MaxCap backs A$400m deal as Australian banks withdraw

MaxCap Group has backed a substantial real estate project in New South Wales as bank finance dries up.

MaxCap Group, a Melbourne-headquartered commercial real estate investment firm, has backed a real estate project worth over A$400 million.

Eddie Law, a Sydney-based investment director at the firm told PDI the real estate investment firm has structured a senior secured debt facility to provide flexible loans to a borrower, alongside an industrial superfund in Australia. Further details on the commitment size of each party were not disclosed.

The borrower is Golden Age Group, a Melbourne-headquartered real estate developer.

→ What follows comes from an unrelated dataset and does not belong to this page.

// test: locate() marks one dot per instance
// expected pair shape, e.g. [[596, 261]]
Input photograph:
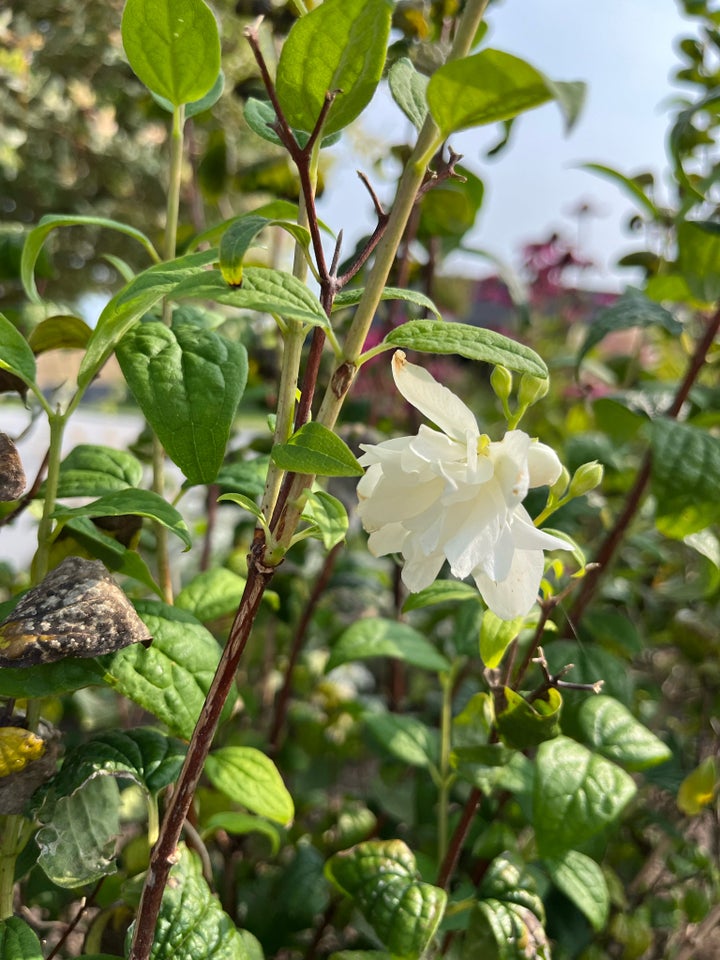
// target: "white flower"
[[453, 494]]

The loan was made to fund the developer’s latest mixed-use project called Park One in Macquarie Park, New South Wales, the latest statement from MaxCap Group shows.

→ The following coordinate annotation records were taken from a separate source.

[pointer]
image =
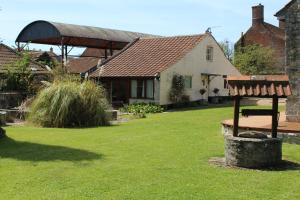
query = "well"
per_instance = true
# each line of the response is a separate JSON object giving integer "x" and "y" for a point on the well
{"x": 252, "y": 149}
{"x": 252, "y": 152}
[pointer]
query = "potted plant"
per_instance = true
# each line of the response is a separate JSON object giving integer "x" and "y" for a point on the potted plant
{"x": 202, "y": 92}
{"x": 216, "y": 98}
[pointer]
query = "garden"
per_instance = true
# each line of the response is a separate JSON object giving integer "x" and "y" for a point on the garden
{"x": 163, "y": 156}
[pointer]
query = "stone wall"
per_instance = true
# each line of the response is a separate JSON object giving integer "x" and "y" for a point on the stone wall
{"x": 292, "y": 17}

“Developers [in Australia] generally cannot kick off development projects if they do not have a sufficient pre-sale in place to at least match the level of debt required in the overall financing,” Law noted.

He adds that MaxCap Group’s discretionary and non-discretionary financing platforms can provide more flexible terms, especially in requirements on ‘pre-sale level of debt cover’ compared to other institutional lenders such as large banks in Australia.

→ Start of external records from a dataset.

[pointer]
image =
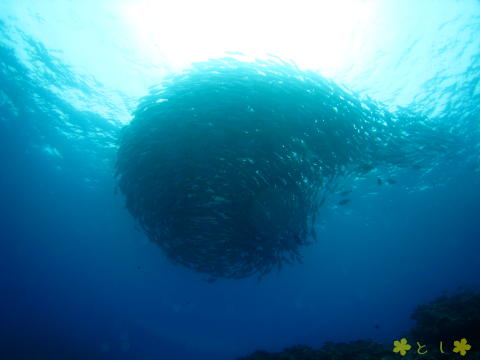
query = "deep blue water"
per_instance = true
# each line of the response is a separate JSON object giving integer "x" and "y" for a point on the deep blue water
{"x": 78, "y": 279}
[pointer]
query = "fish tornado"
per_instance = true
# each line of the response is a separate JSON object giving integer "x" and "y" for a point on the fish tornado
{"x": 225, "y": 164}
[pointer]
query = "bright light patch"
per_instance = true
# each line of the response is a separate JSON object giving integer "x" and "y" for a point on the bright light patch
{"x": 323, "y": 35}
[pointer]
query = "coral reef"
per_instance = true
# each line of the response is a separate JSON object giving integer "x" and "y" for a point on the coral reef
{"x": 448, "y": 319}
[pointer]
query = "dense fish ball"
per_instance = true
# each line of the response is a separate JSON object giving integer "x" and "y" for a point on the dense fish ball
{"x": 224, "y": 165}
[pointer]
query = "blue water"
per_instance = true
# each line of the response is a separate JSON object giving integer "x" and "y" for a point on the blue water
{"x": 79, "y": 279}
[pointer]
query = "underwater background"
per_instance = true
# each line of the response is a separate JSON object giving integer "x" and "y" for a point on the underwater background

Australia and New Zealand Banking Group (ANZ), Commonwealth Bank of Australia (CBA), Westpac, National Australia Bank (NAB), and Macquarie Group are the five largest authorised deposit-taking institutions (ADIs) in Australia.

ADIs refer to corporates with authorised banking business, including banks and credit unions, according to The Australian Prudential Regulation Authority (APRA), the financial industry regulator.

In fact, pre-sale or pre-purchase is a well-known system among Australian real estate debt investors, noted Mark Harrison, a Melbourne-based managing director at Wingate Group, a real estate debt investment firm, speaking at PERE Asia 2018 in Hong Kong on 8 March.

Under the Australian pre-sale contracts, property buyers would typically pay down 10 percent of the total transaction value upon an exchange or an agreement and, later, would pay the remaining 90 percent upon settlement.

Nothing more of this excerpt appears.